North Dakota Boom Town Slum

SUBHEAD: Oil Rush workers in North Dakota brings RV's so they can live in Walmart parking lots.  

By Harry Bradford on 9 February 2012 for Huffington Post -  
(http://www.huffingtonpost.com/2012/02/09/north-dakota-boomtown_n_1266116.html?ref=business)


Image above: Two vehicles take 14 parking spaces to camp in Walmart's parlking lot overnight. From (http://joysofdickandjune.wordpress.com/2011/02/21/yesyes-you-can-park-at-wal-marts-overnight).
 
Apparently one Walmart isn't cool with people squatting in its parking lot.

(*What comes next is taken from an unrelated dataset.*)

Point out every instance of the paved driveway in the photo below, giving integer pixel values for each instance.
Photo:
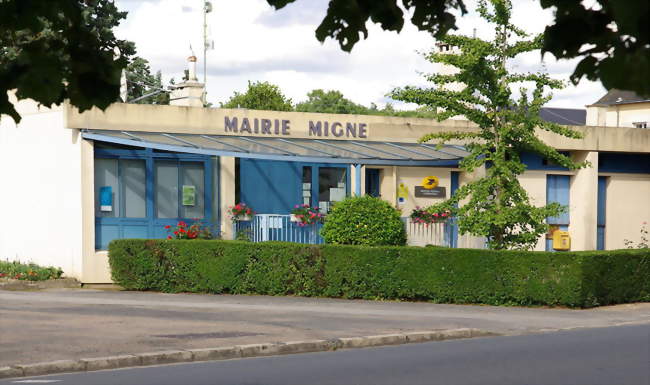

Dozens of workers who have flocked to Williston, North Dakota to benefit from the region's oil boom have been living in tents and trailers for months outside of a local Walmart, but last Monday, the retail chain's management told the squatters to go or be towed, The Bismarck Tribune reports. Lines of RVs accommodated workers shoulder-to-shoulder but after receiving a variety of complaints, including from female customers who said they feared walking through the camp to shop, Walmart officials say they've had enough.

"It's just not appropriate for people to be living in our parking lot," Walmart spokeswoman Kayla Whaling told The Bismarck Tribune.

And it seems that the town's residents agree.

"Walmart is hell. You just don't want to go there," said one member of the Nehring family, a group of sisters who have been featured in a reality TV show Boomtown Girls that's being shopped to networks like TLC and MTV. "You can't find anything because it's all cleared out," another Nehring sister explains.

The camp is just one result of a huge population influx into Williston, thanks to a promise of plentiful -- and well-paid -- work in the oil industry. North Dakota currently boasts the lowest unemployment rate in the nation at 3.3 percent.

No doubt because of that, housing has become scarce in the town and the apartments that are available have seen huge jumps in rent, with prices sometimes increasing threefold. More than 1,000 longtime Williston residents have abandoned the town in the past two years due to crowding and the boost in living expenses.
The oil rush has had other negative impacts as well. Drunken bar fights have become more common as workers try to blow off steam after long hours. Charges of Driving Under the Influence have also grown more typical, while instances of theft more than doubled in 2011 compared to the year before.

Exotic dancing has also become a thriving industry in the town, with some strippers making up to $3,000 per night in tips alone. The popularity of the clubs may be due in part to the low ratio of women to men in the town, which may explain why some are "feeling like a piece of meat" in Walmart's parking lot, as one Nehring sister put it.